À ce moment-là, je suis devenu passager de moi-même.
Ses mots d’encouragements nous ont galvanisé. Il a proposé d’ouvrir le chemin et nous a mis au défi d’y aller un pas à la fois. Quand il est allé jusqu’à offrir que Sheldon et lui se partagent une partie du stock de mon sac, l’orgueil a terminé de me réanimer. C’est fort le cerveau humain. Je n’ai demandé qu’une seule chose : être au milieu. C’est la meilleure position en randonnée, tu es à la fois tiré par celui d’en avant et poussé par celui qui ferme le rang.
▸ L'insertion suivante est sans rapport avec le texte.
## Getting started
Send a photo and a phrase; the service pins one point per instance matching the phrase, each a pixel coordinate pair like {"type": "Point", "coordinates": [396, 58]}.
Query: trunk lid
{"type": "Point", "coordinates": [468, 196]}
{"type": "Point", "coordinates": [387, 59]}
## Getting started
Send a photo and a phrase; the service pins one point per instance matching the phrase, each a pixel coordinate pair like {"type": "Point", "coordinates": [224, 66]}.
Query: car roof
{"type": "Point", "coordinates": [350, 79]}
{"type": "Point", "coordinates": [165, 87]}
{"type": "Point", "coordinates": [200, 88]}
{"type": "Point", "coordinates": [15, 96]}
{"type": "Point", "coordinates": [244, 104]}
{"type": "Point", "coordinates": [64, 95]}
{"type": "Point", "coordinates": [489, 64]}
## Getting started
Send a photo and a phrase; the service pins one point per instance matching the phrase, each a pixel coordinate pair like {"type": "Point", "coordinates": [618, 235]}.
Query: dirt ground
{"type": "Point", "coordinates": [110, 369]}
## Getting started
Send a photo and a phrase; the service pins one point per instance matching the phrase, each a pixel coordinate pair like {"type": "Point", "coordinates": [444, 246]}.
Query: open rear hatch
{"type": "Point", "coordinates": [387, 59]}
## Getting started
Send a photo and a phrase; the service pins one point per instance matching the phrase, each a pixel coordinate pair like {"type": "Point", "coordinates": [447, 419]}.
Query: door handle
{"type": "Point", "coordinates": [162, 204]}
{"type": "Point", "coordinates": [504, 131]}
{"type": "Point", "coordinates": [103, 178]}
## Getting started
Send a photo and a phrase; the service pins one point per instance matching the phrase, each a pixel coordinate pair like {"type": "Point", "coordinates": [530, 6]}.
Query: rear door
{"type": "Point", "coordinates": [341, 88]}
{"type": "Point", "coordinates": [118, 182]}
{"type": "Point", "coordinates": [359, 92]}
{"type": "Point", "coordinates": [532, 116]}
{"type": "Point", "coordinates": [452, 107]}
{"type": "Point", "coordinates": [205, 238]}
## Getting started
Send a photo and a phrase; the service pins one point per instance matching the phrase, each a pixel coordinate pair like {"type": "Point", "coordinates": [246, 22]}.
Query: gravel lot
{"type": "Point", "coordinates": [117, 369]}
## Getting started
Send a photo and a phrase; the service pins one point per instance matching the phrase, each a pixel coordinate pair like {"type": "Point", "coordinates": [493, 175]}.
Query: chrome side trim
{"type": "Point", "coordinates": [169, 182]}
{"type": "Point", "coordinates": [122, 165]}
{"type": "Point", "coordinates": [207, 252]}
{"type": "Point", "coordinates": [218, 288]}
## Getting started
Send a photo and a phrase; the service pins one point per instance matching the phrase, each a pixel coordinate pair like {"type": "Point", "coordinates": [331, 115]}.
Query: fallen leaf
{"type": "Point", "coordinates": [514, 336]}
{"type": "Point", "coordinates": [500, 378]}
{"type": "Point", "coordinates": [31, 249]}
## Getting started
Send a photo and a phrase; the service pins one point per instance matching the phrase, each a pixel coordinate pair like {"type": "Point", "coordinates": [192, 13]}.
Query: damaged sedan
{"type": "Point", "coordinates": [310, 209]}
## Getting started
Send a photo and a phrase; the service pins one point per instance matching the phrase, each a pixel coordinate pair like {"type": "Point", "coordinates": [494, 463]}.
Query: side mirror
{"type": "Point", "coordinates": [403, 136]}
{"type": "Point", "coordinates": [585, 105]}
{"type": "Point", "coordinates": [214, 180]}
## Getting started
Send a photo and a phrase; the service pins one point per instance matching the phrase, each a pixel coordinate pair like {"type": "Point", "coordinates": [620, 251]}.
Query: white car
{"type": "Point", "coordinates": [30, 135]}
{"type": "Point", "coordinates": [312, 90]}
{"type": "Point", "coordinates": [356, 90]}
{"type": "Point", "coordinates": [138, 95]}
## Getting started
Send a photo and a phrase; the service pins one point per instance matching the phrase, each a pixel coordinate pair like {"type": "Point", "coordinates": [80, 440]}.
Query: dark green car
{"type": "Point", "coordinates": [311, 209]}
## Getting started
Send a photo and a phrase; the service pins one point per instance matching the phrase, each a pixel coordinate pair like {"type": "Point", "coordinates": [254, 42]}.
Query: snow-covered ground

Dans cette configuration, on s’est remis en marche. Non sans difficulté. Puis, quelque chose d’étrange s’est produit. L’impression que j’allais m’évanouir s’est complètement dissipée pour faire place à l’instinct de survie. J’ai senti la transformation, comme si c’était mon corps qui avait décidé qu’on allait, lui et moi, se rendre jusqu’au bout. À ce moment-là, je suis devenu passager de moi-même.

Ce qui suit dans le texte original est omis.